Performative prediction is a framework for learning models that influence the data they intend to predict. We focus on finding classifiers that are performatively stable, i.e. optimal for the data distribution they induce. Standard convergence results for finding a performatively stable classifier with the method of repeated risk minimization assume that the data distribution is Lipschitz continuous to the model's parameters. Under this assumption, the loss must be strongly convex and smooth in these parameters; otherwise, the method will diverge for some problems. In this work, we instead assume that the data distribution is Lipschitz continuous with respect to the model's predictions, a more natural assumption for performative systems. As a result, we are able to significantly relax the assumptions on the loss function. In particular, we do not need to assume convexity with respect to the model's parameters. As an illustration, we introduce a resampling procedure that models realistic distribution shifts and show that it satisfies our assumptions.
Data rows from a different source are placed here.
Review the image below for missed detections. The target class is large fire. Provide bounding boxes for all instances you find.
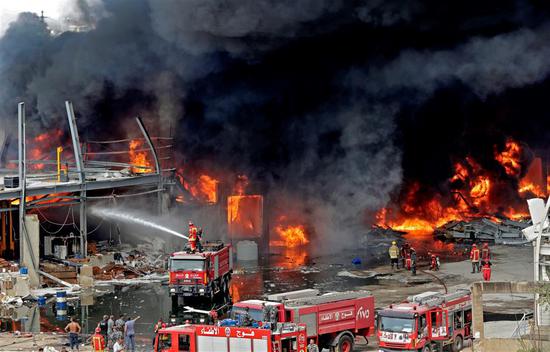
[129,139,153,174]
[495,138,521,176]
[227,195,263,238]
[269,215,309,248]
[376,139,550,234]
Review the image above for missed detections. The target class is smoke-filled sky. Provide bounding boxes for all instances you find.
[0,0,550,252]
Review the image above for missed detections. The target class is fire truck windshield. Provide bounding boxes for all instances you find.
[231,306,263,321]
[378,316,414,332]
[170,259,204,271]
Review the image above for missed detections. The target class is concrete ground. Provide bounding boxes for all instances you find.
[0,246,533,352]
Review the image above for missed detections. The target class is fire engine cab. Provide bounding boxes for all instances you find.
[168,241,233,306]
[231,289,374,352]
[154,323,307,352]
[378,290,472,352]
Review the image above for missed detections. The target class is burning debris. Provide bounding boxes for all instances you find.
[376,139,547,236]
[434,218,530,244]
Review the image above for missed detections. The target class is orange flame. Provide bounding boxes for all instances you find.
[227,195,263,237]
[130,139,153,174]
[275,225,309,248]
[495,138,521,176]
[233,175,250,196]
[376,139,536,234]
[27,129,63,170]
[176,169,220,204]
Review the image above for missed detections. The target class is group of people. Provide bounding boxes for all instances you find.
[88,314,140,352]
[191,220,203,253]
[470,242,493,281]
[388,241,417,276]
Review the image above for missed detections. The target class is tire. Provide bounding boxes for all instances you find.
[336,335,354,352]
[451,335,464,352]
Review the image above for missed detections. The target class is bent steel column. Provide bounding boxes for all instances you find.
[136,116,164,215]
[65,101,88,258]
We support our theory by showing that one can learn performatively stable classifiers with neural networks making predictions about real data that shift according to our proposed procedure.
翻译:神经网络的行为预测
Translated abstract:
行为预测是一种学习模型,可以影响其预测的数据的框架。我们的研究目标是寻找表现稳定的分类器,即对其引起的数据分布最优。重复风险最小化方法用于查找表现稳定分类器的标准收敛结果假定数据分布对模型的参数是Lipschitz连续的。在此假设下,损失必须在这些参数上是强凸且光滑的,否则对于某些问题,该方法将发散。在本文中,我们改为假设数据分布对模型的预测是Lipschitz連续的,这对于可实现的系统而言是一个更自然的假设。因此,我们能够显著放宽对损失函数的假设。特别地,我们不需要假设损失相对于模型参数是凸的。作为说明,我们介绍了一种重采样过程,模拟了现实分布变化,同时符合我们的假设。我们通过展示人们可以学习神经网络去对我们提出的按此过程变化的真实数据进行行为稳定的分类器,从而支持我们的理论。